All three evaluations of Teaching Kids to Cope employed similar study designs (Puskar et al., 2003; Hamdan-Mansour et al., 2009; Lamb et al., 1998). The studies employed a randomized controlled trial design with subjects having high scores on depression measures. While Puskar et al. (2003) recruited study subjects from three rural high schools located in the southwestern region of Pennsylvania, Hamad-Mansour et al. (2009) recruited the study sample from the University of Jordan and Lamb et al. (1998) recruited study subjects from one rural high school. All three studies employed small sample sizes of n=89 (Puskar et al., 2003), n=84 (Hamdan-Mansour et al., 2009) and n=46 (Lamb et al., 1998). The consented subjects were randomly assigned to the intervention (n=46, Puskar et al.; n=44, Hamdan-Mansour et al.; n=27, Lamb et al.) or the control group (n=43, Puskar et al.; n=40, Hamdan-Mansour et al.; n=19, Lamb et al.). Nurses with psychiatric mental health experience administered the intervention in small groups with group sessions lasting about 45 minutes. Subjects were evaluated at baseline (during the screening procedure), and at posttest (approximately 10-12 weeks following screening). While Puskar et al. (2003) evaluated true long-term effects (6-month and 12-month follow-ups), Hamdan-Mansour et al. (2009) conducted a follow-up assessment only 3 months after posttest. Lamb et al. (1998) conducted no follow-up beyond posttest. In addition to the core intervention, Puskar et al. (2003) administered a booster session 9 months after posttest to a random sample of 20 (43%) intervention group subjects.

An evaluation of the aggression-focused adaptation of the program (Teaching Kids to Cope with Anger; Puskar, Ren & McFadden, 2015), not certified by Blueprints, also used a randomized controlled trial, with participants assessed at baseline, posttest, and at 6- and 12-month follow-up. Rather than selecting subjects with already high baseline scores on the outcome, all non-special education freshman and junior students demonstrating English competency at 3 participating rural Midwestern high schools were eligible. Of 179 youth consenting, 160 (89%) were retained through the 12-month follow-up.


Hamdan-Mansour, A. M., Puskar, K., & Bandak, A. G. (2009). Effectiveness of cognitive-behavioral therapy on depressive symptomology, stress and coping strategies among Jordanian university students. Issues in Mental Health Nursing, 30, 188-196.

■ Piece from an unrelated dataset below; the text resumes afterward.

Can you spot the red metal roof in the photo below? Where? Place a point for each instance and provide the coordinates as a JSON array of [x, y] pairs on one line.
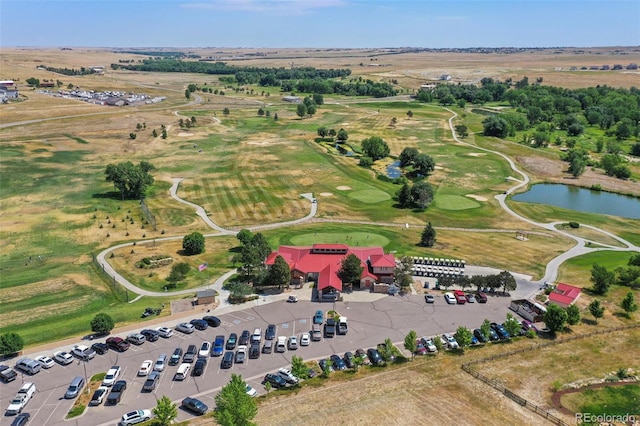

Lamb, J. M., Puskar, K. R., Sereika, S. M., & Corcoran, M. (1998). School-based intervention to promote coping in rural teens. American Journal of Maternal Child Nursing, 23(4), 187-194.

Puskar, K., Lamb, J., & Tusaie-Mumford, K. (1997). Teaching Kids to Cope: A preventive mental health nursing strategy for adolescents. Journal of Child and Adolescent Psychiatric Nursing, 10(3), 18-28.

Puskar, K., Sereika, S., & Tusaie-Mumford, K. (2003). Effect of the Teaching Kids to Cope (TKC) program on outcomes of depression and coping among rural adolescents. Journal of Child and Adolescent Psychiatric Nursing, 16(2), 71-80.

Puskar, K. R., Ren, D., & McFadden, T. (2015). Testing the ‘Teaching Kids to Cope with Anger’ youth anger intervention program in a rural school-based sample. Issues in Mental Health Nursing, 36, 200-208.